While comparing the overall DIC values provides interesting interpretations and provides evidence to rule out some models, our primary interest is in the patterns of local DIC values by sector. The local DIC for each sector for Models 1-6 is mapped in Figure 2. The sectors are labeled with identification numbers in the local DIC map for Model 1 and are shaded by local DIC value using a natural break classification scheme based on the values for Model 2. The overall pattern in local DIC values for Model 1 shows clear spatial variation in DIC, with higher DIC values tending to be found in the urban center areas and lower DIC values located in the peripheral urban areas. For this study, the overall pattern in DIC by sector can be at least partly explained by the number of women sampled residing in each sector, as the aggregated observations in more populous areas, where more women were sampled, tend to result in larger DIC values. In general, however, plotting local DIC values should be illuminating to any pattern in model adequacy.

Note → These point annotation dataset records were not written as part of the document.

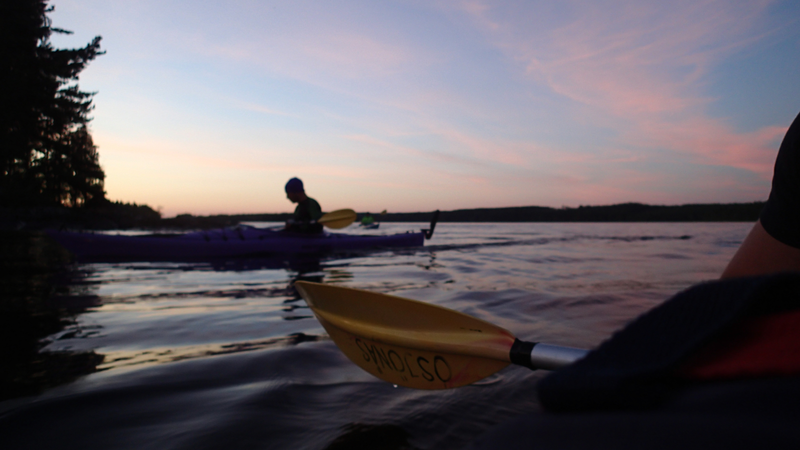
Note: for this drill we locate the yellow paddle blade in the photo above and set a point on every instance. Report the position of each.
(338, 219)
(406, 342)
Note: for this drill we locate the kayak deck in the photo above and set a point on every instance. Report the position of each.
(241, 241)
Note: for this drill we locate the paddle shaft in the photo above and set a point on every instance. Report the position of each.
(536, 355)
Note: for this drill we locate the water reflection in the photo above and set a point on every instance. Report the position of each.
(358, 436)
(33, 282)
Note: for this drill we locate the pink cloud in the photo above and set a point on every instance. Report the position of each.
(644, 64)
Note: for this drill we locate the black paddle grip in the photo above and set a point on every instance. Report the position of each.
(520, 353)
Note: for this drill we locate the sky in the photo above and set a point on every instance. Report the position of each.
(208, 107)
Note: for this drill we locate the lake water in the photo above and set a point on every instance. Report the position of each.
(226, 355)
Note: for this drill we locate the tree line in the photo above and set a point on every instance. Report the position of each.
(47, 156)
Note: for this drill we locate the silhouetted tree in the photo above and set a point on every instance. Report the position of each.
(47, 156)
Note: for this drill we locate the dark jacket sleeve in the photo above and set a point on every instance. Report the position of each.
(781, 216)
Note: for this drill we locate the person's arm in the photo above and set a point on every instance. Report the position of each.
(761, 254)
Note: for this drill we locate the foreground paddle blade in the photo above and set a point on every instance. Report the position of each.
(338, 219)
(406, 342)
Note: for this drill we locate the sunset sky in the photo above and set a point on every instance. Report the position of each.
(209, 107)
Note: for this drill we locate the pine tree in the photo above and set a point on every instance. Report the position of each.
(47, 156)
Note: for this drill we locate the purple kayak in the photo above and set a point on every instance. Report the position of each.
(240, 241)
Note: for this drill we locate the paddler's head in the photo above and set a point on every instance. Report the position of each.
(294, 190)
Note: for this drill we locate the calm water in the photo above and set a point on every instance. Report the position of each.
(227, 356)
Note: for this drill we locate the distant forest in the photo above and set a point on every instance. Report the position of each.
(624, 212)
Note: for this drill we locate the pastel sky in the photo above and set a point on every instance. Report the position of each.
(209, 107)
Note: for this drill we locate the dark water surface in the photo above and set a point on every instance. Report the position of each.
(226, 355)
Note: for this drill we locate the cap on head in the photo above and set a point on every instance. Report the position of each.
(294, 185)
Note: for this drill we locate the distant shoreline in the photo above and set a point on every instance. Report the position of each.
(131, 216)
(623, 212)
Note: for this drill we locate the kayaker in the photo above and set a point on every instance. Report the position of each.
(307, 211)
(367, 220)
(773, 245)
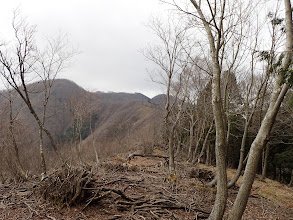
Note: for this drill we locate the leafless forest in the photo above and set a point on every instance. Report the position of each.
(218, 144)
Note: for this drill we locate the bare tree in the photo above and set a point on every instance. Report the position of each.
(282, 84)
(170, 56)
(23, 61)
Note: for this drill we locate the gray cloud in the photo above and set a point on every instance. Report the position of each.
(109, 34)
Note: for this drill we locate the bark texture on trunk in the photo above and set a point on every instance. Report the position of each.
(262, 137)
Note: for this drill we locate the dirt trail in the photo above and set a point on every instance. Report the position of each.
(141, 188)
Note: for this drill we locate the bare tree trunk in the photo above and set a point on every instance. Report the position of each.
(16, 151)
(266, 153)
(171, 153)
(94, 142)
(291, 181)
(204, 146)
(191, 138)
(209, 156)
(43, 163)
(263, 134)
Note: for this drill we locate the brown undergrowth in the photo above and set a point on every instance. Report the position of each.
(120, 188)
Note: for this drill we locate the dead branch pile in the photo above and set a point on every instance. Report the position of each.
(65, 185)
(133, 195)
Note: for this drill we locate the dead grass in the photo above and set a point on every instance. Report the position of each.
(276, 192)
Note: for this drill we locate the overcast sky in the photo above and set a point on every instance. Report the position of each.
(109, 34)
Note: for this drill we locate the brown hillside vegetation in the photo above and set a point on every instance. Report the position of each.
(138, 188)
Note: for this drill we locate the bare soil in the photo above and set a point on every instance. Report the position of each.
(142, 189)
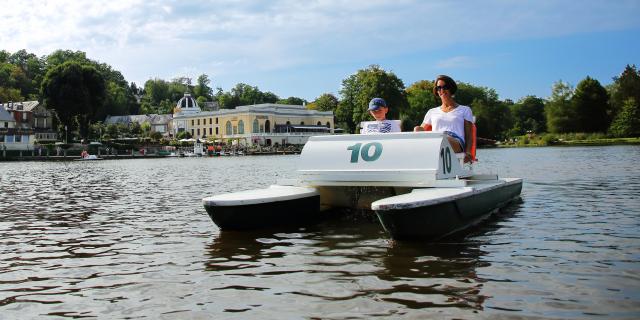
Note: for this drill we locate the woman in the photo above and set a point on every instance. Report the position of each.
(455, 120)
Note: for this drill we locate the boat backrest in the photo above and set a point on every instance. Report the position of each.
(390, 159)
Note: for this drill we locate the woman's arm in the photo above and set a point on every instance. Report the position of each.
(468, 141)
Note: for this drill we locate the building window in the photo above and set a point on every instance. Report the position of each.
(241, 127)
(228, 128)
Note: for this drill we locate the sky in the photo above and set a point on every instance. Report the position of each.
(307, 48)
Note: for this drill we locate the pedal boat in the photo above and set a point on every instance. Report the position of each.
(413, 181)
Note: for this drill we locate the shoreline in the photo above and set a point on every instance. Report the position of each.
(576, 143)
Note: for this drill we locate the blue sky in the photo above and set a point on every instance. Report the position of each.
(306, 48)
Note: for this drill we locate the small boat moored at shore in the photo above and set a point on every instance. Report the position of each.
(414, 182)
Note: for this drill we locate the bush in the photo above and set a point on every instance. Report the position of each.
(548, 139)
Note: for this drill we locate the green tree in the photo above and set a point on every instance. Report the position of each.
(591, 103)
(292, 101)
(358, 89)
(75, 92)
(627, 121)
(528, 115)
(326, 102)
(625, 86)
(183, 135)
(493, 120)
(559, 111)
(269, 97)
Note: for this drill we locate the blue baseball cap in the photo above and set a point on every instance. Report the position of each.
(376, 103)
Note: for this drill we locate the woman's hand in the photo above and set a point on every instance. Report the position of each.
(468, 157)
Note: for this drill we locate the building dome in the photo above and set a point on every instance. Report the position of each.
(186, 105)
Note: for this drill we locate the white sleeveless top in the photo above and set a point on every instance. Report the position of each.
(449, 121)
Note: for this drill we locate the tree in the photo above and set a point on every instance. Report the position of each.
(358, 89)
(75, 92)
(528, 115)
(625, 86)
(326, 102)
(493, 120)
(559, 110)
(591, 103)
(627, 122)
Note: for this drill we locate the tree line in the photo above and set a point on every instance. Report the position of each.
(82, 91)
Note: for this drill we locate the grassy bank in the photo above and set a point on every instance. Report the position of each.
(568, 139)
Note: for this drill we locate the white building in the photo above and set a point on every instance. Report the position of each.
(263, 124)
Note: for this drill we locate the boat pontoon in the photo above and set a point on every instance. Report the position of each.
(414, 182)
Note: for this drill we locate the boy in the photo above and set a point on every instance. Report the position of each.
(378, 110)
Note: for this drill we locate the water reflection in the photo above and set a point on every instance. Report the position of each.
(352, 260)
(130, 239)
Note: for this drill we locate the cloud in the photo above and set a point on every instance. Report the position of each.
(456, 62)
(239, 37)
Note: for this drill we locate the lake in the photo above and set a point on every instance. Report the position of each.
(131, 239)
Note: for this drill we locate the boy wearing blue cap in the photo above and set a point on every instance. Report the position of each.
(378, 110)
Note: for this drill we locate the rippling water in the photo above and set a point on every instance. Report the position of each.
(130, 239)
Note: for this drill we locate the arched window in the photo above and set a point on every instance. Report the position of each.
(256, 127)
(228, 128)
(240, 127)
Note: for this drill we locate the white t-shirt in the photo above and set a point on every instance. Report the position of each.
(384, 126)
(449, 121)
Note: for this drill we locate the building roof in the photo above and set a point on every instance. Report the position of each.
(139, 118)
(5, 115)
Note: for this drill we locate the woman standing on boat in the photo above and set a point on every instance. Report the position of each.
(451, 118)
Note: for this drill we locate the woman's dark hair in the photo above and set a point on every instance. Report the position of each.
(448, 81)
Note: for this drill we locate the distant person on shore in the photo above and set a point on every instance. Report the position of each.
(378, 109)
(451, 118)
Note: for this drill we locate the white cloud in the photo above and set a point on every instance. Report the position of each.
(456, 62)
(233, 36)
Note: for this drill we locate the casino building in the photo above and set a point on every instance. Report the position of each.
(262, 124)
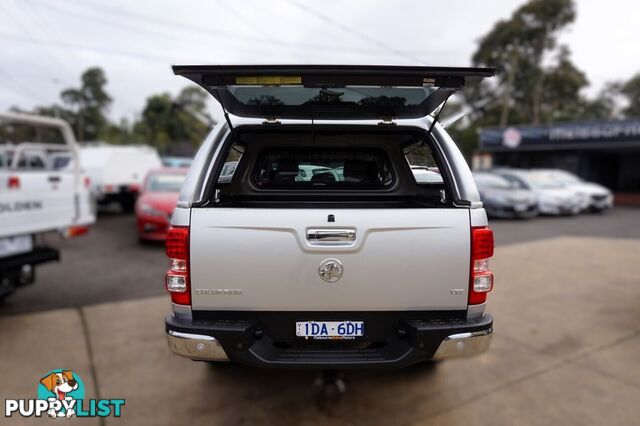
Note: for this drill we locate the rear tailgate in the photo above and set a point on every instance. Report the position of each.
(261, 259)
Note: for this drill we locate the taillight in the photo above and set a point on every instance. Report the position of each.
(13, 182)
(177, 278)
(481, 280)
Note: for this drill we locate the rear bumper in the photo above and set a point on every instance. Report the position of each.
(248, 342)
(35, 257)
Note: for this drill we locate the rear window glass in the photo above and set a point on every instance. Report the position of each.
(165, 182)
(323, 168)
(362, 96)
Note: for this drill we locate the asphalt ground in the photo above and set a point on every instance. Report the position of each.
(564, 352)
(110, 265)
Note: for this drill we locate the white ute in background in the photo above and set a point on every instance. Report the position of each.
(36, 197)
(118, 172)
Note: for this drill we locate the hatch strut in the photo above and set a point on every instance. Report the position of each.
(226, 116)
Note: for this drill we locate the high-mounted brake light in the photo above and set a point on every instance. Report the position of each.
(177, 278)
(13, 182)
(481, 278)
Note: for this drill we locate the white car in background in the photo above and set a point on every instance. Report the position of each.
(594, 197)
(554, 198)
(423, 174)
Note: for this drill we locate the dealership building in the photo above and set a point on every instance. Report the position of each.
(606, 152)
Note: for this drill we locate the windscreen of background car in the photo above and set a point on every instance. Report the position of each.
(165, 183)
(484, 180)
(423, 165)
(323, 168)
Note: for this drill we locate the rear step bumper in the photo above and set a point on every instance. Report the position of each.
(243, 341)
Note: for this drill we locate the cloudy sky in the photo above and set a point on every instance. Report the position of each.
(46, 44)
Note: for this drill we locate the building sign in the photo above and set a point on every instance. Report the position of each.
(567, 135)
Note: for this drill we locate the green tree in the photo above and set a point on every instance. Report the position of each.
(517, 47)
(167, 121)
(90, 103)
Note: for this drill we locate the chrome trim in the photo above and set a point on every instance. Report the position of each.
(181, 311)
(196, 346)
(328, 235)
(475, 311)
(464, 344)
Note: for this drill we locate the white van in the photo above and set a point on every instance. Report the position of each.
(118, 171)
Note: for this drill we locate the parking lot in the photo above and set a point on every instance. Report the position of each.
(567, 334)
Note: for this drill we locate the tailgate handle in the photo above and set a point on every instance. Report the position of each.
(328, 235)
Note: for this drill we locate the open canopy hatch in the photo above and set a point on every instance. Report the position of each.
(330, 91)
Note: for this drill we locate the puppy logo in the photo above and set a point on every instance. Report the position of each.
(62, 389)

Figure 2. Local DIC for models 1 through 6 with sectors labeled by identifiers in the Model 1 map.

Figure 2

Perhaps more interesting in this analysis, is the relative comparison of patterns of local DIC among models. According to the overall DIC values, Model 2 improves on Model 1 overall, however, in comparing the local DIC maps for models 1 and 2, it is clear that adding the sex for money covariate in Model 2 has reduced the DIC from Model 1 in certain areas, such as sectors 4, 51, 48, and 53. Sector 4, coincidently, has one of the highest counts of women who have ever exchanged sex for money in order to support themselves. In a similar comparison, Model 3 reduced the DIC in sectors 2 and 45. These visual comparisons are revealing, although they do not show precisely how much local DIC values change between models. We later address this with maps of local DIC differences between models. There appear to be no differences in local DIC values between models 3 and 4 using the current choropleth classification. The difference in overall DIC between these models is approximately 6, coming from an aggregation over 54 sectors, so it is not surprising that the patterns in local DIC are similar. In addition, the pattern in local DIC values for Model 6 is similar to models 3 and 4. Again, there is a relatively little difference in overall DIC between these models. To closer look at differences in local DIC between pairs of models, the local DIC values for Model 3 versus Model 2 and Model 4 versus Model 3 are plotted in Figure 3. These scatter plots show that the main decrease in local DIC from Model 2 to Model 3 comes in sector 2, and that there is no noticeable change in DIC for any sector when going from Model 3 to Model 4. This latter result again illustrates that it is not necessary to induce correlation in the random effects with these data. While in practice, based on the overall DIC values, one would select Model 3 over Model 4, partitioning the DIC by sector reveals that the decrease in DIC from using Model 3 is not derived from one sector or a group of sectors in particular, but rather from small decreases across the entire study area.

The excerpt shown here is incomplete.